Michelle and Mondo play the following game, with Michelle going first. They start with a regular polygon, and take it in turns to move. A move is to pick two non-adjacent points in one polygon, connect them, and split that polygon into two new polygons. A player wins if their opponent cannot move - which happens if there are only triangles left. See the diagram below for an example game with a pentagon. Prove that Michelle has the winning strategy if they start with a decagon (\(10\)-sided polygon).

One square is coloured red at random on an \(8\times8\) grid. Show that no matter where this red square is, you can cover the remaining \(63\) squares with \(21\) ‘L’ triominoes, with no gaps or overlaps.

Let \(n\) be a positive integer. Show that \(1+3+3^2+...+3^{n-1}+3^n=\frac{3^{n+1}-1}{2}\).

Show that all integers greater than or equal to \(8\) can be written as a sum of some \(3\)s and \(5\)s. e.g. \(11=3+3+5\). Note that there’s no way to write \(7\) in such a way.

What’s \(R(1,k)\)?

Find a formula for \(R(2,k)\), where \(k\) is a natural number.

Show that \(R(4,3)\ge9\). That is, there exists a way of colouring the edges of \(K_8\) with no red \(K_4\), nor any blue \(K_3\).

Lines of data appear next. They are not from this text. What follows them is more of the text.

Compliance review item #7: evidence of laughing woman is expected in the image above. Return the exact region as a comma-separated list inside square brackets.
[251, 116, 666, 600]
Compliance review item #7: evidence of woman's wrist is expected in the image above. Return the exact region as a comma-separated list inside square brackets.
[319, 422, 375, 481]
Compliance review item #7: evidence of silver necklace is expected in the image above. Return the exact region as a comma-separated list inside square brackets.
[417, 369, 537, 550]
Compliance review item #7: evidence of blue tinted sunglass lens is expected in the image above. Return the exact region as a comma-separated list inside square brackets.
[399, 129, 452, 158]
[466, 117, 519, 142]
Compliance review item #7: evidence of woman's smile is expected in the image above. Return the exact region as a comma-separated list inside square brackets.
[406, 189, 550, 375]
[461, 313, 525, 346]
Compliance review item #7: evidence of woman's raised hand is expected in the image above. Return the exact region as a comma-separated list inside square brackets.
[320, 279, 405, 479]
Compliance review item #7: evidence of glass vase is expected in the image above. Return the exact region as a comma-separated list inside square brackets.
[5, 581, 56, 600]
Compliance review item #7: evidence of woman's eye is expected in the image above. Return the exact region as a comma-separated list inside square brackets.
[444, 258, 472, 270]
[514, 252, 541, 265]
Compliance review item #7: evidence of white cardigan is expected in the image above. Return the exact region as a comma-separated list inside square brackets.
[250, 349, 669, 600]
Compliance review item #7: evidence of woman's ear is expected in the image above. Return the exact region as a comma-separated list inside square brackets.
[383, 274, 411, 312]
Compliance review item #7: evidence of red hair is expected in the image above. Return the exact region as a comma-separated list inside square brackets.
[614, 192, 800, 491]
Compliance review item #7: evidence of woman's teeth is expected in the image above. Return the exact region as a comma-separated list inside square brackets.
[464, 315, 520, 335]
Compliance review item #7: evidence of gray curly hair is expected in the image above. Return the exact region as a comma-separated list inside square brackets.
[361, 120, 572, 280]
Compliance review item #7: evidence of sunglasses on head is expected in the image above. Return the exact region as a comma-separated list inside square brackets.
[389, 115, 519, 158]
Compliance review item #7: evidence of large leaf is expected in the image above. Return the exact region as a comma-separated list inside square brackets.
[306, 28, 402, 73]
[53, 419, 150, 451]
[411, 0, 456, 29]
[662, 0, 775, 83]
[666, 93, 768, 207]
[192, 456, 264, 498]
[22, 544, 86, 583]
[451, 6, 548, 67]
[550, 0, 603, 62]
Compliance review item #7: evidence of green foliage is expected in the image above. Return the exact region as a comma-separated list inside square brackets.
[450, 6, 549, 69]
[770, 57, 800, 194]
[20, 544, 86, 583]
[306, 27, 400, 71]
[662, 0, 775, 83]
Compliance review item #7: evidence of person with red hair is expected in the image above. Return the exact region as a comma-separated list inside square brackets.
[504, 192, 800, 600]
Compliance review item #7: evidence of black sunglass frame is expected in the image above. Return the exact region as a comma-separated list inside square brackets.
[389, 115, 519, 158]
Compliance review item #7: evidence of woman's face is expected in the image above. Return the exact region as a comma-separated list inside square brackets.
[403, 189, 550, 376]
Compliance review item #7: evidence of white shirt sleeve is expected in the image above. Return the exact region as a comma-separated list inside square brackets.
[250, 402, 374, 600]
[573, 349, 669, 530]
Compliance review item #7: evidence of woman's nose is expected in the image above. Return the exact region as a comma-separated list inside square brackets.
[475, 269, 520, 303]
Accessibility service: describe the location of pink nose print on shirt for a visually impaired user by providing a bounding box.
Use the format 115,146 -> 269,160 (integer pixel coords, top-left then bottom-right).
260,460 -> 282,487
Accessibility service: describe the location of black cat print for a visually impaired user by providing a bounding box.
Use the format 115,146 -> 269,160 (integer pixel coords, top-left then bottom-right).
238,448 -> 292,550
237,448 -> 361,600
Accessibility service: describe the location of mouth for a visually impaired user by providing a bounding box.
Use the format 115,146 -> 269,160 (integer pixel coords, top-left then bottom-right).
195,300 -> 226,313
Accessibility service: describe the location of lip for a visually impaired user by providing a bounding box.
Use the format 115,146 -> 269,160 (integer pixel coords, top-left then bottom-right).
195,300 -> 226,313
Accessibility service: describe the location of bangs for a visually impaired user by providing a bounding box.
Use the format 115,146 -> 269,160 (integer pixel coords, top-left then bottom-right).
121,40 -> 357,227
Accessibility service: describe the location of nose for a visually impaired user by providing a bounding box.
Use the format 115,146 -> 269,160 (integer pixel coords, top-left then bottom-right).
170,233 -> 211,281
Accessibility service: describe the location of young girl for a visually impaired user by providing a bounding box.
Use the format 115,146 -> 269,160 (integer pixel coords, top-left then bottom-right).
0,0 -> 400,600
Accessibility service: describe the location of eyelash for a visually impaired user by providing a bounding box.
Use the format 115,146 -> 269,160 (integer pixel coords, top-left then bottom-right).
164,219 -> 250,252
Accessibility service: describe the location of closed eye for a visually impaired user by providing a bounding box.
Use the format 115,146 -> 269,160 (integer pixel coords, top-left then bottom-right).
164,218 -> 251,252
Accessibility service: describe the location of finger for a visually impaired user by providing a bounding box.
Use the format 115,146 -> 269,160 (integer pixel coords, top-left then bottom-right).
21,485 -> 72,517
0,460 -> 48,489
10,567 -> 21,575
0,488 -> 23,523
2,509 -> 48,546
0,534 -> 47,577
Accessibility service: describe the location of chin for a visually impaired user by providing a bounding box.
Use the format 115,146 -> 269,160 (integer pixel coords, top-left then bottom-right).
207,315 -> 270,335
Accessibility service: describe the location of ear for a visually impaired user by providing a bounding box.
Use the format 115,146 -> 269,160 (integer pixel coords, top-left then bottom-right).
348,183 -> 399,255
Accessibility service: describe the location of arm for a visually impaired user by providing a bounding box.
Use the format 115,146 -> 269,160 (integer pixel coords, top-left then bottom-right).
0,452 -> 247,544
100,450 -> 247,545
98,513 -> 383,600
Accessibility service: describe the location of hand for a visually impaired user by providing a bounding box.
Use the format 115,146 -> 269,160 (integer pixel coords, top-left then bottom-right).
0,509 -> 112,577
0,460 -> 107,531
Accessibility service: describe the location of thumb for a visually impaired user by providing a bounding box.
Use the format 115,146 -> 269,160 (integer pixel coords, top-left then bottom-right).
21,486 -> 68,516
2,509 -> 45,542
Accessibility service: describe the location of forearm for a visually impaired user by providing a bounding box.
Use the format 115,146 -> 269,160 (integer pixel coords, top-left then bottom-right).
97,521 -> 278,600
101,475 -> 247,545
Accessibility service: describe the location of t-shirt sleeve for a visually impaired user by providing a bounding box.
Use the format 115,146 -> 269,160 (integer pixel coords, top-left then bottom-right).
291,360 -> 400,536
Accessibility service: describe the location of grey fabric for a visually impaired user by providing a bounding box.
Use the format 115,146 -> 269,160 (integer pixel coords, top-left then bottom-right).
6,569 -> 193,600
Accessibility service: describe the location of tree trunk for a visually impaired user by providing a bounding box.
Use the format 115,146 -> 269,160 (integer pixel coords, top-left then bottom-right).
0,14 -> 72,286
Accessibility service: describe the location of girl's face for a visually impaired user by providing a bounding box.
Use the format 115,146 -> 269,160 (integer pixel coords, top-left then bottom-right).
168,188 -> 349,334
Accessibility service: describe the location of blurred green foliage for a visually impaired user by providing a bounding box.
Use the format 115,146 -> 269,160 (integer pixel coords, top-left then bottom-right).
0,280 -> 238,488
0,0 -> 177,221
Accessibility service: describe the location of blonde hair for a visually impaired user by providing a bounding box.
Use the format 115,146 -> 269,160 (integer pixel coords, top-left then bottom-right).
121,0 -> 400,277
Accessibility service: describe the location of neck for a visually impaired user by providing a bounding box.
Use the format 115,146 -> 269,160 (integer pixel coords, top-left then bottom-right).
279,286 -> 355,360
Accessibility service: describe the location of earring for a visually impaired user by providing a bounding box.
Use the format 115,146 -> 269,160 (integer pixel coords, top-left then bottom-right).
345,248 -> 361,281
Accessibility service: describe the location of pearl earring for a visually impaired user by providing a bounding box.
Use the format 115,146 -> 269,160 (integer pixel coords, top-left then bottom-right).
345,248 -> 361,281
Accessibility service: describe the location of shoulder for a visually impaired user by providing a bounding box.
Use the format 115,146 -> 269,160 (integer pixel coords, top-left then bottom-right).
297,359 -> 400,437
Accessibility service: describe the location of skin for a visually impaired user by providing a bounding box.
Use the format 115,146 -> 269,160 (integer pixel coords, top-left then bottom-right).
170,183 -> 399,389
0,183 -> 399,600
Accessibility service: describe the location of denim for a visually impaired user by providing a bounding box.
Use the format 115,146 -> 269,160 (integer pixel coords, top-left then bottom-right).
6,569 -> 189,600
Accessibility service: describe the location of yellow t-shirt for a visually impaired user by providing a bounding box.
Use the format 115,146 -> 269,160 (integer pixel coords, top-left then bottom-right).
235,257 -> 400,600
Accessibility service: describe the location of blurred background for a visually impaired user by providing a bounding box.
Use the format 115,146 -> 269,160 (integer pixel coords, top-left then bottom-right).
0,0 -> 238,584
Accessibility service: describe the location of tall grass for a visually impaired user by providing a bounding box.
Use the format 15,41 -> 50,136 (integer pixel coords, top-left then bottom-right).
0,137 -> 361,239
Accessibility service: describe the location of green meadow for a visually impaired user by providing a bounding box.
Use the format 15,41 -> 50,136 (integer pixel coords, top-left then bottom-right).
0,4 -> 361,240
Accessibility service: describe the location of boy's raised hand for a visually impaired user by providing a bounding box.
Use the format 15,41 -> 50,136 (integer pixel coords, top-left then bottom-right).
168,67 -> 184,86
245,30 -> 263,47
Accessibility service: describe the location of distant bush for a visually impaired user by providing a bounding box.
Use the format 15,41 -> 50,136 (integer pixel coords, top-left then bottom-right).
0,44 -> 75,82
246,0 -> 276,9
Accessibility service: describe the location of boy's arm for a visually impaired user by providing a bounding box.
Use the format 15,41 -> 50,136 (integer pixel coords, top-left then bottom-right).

Show that \(R(4,4)\ge18\) - that is, there’s a way of colouring the edges of \(K_{17}\) such that there’s no monochromatic \(K_4\).

Show that \(R(4,3)\le9\). That is, no matter how you colour the edge of \(K_9\), there must be a red \(K_4\) or a blue \(K_3\).

Show that \(R(4,4)\le18\) - that is, no matter how you colour the edges of \(K_{18}\), there must be a monochromatic \(K_4\).